Semburat cahaya matahari pagi mulai menyinari bumi. Cahayanya bagaikan suatu kebahagiaan yang disambut oleh sautan suara dari ayam dan burung burung. Begitu pula dengan dedaunan dan rumput menari bersama dengan gerakan angin sepoi-sepoi bagaikan menyambut hari baru yang cerah.
Tika berjalan menuju kelasnya.

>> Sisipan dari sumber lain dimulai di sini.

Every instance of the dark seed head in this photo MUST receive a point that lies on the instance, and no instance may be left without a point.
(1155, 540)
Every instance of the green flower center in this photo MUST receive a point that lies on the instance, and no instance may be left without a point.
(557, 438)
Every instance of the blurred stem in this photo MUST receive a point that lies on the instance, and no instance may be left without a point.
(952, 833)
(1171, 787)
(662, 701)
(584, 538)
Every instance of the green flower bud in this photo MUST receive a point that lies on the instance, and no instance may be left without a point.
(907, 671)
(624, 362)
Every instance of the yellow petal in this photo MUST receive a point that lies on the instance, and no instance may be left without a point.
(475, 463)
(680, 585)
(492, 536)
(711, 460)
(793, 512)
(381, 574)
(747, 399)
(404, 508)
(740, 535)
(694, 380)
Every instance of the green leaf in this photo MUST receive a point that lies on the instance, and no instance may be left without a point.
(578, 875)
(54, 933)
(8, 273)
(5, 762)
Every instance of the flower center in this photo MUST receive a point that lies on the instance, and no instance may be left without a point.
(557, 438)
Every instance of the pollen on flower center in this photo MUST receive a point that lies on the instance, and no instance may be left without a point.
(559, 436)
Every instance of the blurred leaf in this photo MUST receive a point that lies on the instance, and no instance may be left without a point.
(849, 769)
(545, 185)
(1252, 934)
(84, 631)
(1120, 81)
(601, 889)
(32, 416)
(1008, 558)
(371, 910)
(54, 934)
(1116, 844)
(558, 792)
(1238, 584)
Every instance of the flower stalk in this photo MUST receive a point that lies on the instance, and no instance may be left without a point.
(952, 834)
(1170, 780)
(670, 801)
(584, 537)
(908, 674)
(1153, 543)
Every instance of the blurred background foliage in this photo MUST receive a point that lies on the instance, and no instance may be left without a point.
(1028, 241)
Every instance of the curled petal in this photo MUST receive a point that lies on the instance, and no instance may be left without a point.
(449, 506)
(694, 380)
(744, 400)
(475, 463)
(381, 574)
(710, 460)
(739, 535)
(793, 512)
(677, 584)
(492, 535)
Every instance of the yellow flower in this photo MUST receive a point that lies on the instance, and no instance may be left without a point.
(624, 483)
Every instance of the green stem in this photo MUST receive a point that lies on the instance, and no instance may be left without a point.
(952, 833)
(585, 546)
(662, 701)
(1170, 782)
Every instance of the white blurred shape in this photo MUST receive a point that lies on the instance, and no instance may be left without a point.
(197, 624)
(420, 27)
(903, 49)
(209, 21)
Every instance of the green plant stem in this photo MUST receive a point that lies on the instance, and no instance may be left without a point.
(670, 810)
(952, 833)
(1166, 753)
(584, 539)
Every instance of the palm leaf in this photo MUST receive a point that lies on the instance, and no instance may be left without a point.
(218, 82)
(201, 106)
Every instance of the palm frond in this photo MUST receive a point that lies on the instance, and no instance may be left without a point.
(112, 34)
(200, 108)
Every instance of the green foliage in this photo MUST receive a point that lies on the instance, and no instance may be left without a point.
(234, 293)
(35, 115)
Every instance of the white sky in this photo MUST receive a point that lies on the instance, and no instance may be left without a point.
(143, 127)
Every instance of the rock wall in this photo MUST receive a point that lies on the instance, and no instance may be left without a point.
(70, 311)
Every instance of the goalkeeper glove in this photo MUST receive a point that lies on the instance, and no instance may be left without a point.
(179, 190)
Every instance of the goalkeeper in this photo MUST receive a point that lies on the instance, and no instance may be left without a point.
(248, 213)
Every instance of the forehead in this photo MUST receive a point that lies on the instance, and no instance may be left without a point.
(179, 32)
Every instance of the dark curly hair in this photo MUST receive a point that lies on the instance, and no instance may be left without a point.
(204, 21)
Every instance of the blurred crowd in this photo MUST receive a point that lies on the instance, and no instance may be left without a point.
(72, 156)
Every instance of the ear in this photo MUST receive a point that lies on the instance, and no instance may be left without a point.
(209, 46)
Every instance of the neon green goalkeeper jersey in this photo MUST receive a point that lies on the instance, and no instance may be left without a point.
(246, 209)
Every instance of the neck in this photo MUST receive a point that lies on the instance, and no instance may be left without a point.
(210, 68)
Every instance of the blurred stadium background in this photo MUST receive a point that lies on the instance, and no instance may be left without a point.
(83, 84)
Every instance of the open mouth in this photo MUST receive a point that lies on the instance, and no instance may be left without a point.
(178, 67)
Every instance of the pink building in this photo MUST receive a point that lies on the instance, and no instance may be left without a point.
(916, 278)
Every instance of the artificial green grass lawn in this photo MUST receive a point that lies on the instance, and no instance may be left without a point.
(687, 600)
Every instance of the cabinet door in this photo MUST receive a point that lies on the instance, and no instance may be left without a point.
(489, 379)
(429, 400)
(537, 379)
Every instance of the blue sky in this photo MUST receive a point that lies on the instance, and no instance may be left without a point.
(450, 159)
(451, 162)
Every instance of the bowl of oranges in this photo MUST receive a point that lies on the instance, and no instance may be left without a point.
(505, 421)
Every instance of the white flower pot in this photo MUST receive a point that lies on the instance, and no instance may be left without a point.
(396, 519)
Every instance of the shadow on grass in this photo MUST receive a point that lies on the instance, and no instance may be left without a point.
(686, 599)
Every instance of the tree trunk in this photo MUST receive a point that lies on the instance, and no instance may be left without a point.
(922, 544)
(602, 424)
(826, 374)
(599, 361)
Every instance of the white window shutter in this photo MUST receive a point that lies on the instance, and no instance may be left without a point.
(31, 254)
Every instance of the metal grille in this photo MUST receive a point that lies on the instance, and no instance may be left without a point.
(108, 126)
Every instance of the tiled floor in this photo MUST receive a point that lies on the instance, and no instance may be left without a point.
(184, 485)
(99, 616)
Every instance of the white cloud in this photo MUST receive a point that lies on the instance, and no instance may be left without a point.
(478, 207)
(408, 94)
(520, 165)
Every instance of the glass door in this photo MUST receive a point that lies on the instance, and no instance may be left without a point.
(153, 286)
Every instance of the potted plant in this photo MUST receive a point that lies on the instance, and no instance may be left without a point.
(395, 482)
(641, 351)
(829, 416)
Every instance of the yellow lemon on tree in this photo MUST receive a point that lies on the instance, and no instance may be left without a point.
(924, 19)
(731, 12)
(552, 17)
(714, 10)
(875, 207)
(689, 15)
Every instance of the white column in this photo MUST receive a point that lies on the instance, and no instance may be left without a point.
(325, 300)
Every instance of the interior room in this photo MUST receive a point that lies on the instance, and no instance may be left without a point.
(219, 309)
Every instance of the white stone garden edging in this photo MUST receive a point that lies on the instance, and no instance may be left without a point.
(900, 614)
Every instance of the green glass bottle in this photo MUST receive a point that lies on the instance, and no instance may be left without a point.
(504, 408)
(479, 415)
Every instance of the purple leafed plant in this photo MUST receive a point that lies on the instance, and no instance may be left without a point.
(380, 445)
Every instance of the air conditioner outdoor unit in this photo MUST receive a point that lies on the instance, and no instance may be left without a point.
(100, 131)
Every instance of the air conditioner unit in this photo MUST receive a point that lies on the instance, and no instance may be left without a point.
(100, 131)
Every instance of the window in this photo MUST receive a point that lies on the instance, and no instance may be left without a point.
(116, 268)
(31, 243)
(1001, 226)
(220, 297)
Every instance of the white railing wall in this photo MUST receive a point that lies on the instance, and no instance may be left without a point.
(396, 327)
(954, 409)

Hari ini dia datang lebih cepat dari siswa lain. Itu memang kebiasaannya dari dulu. Pantang dirinya untuk terlambat.
Tika anaknya sangat patuh pada peraturan. Tapi sayang, ada satu yang Tika tidak bisa patuhi. Aturan jilbab di sekolah barunya.
Yah sekarang dia memakai seragam barunya yang sudah dia setrika tadi malam. Kemarin sepulang sekolah ditemani Hana, Farah, dan Najwa mereka pergi membeli seragam sekolah di koprasi sekolah. Tika sangat menyukai seragam barunya. Warnanya cantik, kotak abu abu biru. Tapi sayangnya dia tidak suka ketika melihat jilbab segitiga tipis terselip.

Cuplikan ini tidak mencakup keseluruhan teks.